そうすると弱い発声もマイクが補ってくれて聞き取り易いことになります。(何事もその人に合った研究は必要です。)もう最近では立場上、殆どワインセミナーはやらなくなりましたが、昨年、ある機会があり、日本のトップソムリエと言われている、Hさんのワインセミナーをお手伝いすることになりました。

「フリーランス」という言葉が現在では定着していますが、まさにソムリエの「フリーランス」の典型という感じです。通常、ソムリエはどこかの店舗若しくはホテル等に帰属して、そこのスタッフで働きます。つまり、そこのお店や場所に行けば、そのソムリエのサービスが受けられる訳ですね。

それでも、ソムリエがコンクール等でどんなに有名になろうと、会社で働いている以上は、残念ことに、その会社の決めた賃金しか支払われないことを皆さん(読者の方達)は、ご存じないと思います。基本、普通の企業と同じであります。業績が上がれば多少は上がりますが・・・。

良い店になればなるほど、店のメンテナンスや食材費にかかる原価が高い訳でありますから、人件費というのはそうそう飲食業界では上がるものではありません。では、そういった会社、お店に帰属しているソムリエ達はどうしているのかと言うと・・・、ワインスクールの講師やホテル専門学校の講師をして副収入を得ています。
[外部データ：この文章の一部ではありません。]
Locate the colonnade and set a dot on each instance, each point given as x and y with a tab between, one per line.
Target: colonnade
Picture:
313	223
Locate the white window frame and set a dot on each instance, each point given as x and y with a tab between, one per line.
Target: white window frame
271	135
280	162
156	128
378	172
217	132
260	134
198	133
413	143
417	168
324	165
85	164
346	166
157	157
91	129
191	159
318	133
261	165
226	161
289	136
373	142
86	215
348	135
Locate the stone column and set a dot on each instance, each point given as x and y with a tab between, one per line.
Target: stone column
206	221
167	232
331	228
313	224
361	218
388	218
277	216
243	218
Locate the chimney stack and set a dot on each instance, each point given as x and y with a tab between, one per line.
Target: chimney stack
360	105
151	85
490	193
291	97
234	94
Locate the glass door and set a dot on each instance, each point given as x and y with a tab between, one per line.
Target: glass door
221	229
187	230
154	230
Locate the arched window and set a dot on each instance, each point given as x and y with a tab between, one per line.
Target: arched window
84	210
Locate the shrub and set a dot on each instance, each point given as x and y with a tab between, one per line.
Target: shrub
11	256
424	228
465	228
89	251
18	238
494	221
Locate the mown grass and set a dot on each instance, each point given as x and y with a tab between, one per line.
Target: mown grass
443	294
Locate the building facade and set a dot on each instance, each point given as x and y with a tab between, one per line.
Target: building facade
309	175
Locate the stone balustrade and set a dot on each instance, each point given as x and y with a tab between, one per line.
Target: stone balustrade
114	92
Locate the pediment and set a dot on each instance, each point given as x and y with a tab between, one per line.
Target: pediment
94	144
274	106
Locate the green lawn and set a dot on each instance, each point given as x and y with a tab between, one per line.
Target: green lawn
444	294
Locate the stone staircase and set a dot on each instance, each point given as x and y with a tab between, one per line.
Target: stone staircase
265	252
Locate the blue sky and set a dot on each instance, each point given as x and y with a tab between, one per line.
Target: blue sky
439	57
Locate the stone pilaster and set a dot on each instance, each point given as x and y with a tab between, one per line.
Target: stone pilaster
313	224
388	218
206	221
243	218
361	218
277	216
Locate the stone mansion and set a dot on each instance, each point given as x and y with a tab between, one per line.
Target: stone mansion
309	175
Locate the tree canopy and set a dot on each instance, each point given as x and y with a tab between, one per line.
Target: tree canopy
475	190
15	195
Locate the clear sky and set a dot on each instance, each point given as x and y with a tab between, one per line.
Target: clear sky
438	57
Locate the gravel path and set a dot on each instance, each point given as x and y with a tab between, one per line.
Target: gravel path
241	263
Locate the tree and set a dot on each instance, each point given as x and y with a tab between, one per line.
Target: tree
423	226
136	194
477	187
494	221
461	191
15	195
さらに本を出版したり、講演したり、雑誌の対談等に出るのもこのケースに該当します。

しかしながら、Hさんのように、特別にどこかに帰属してスタッフとして働かず、数か月、若しくは年度単位の契約で、複数のお店の臨時ソムリエや、ワインセミナー、講演などを請負、ソムリエフリーランスとして活躍する方法もある訳です。この場合、セミナーも店舗スタッフに任せて品揃え、メニュー等用意してもらいます。愈々、待望のHさんのセミナーの始まる時が来ました!私は、興味津々でした。

セミナーに参加する方達は、Hさんのファンでもあり、ある意味Hさんの顧客でもあります。Hさんに店舗スタッフが、「そろそろお客様が入り始めました」と伝えましたところ、Hさんはこう言いました「じゃ、全員、揃ったら教えて!」と。私は、「何故、お出迎えのご挨拶をしないのだろう?」と単純に思いました。「セミナー参加者とは周知の仲だからか?」とも思いましたが、「親しき仲にも礼儀あり」ではないのかと思いました。

ソムリエが何かセミナーの類をやるときは、ベテランの域の方なら、話の材料がいくつもあって、引出しが沢山あります。難なくセミナーは終了しました。それも時間通りにきっかりに。

普通、この後、質疑応答、歓談、お見送りとなりますが、なんと、Hさんは、「では次の仕事がありますので失礼します。」とさっと帰ってしまいました。セミナー参加者からは何の不満もなく、終了後、ゲスト同士で親交を深めた歓談をしていました。

こういうセミナーは私には出来ませんが、有名なHさんだから許されたのかも知れません。目に見えない人徳というものなのでしょう。個々人のワインセミナーをやるスキルは違いますから、色々と参加してみるのも良いでしょう。でも、居心地の良いワインセミナーに参加できると良いですね。また、ソムリエの働き方も色々あっていいと思います。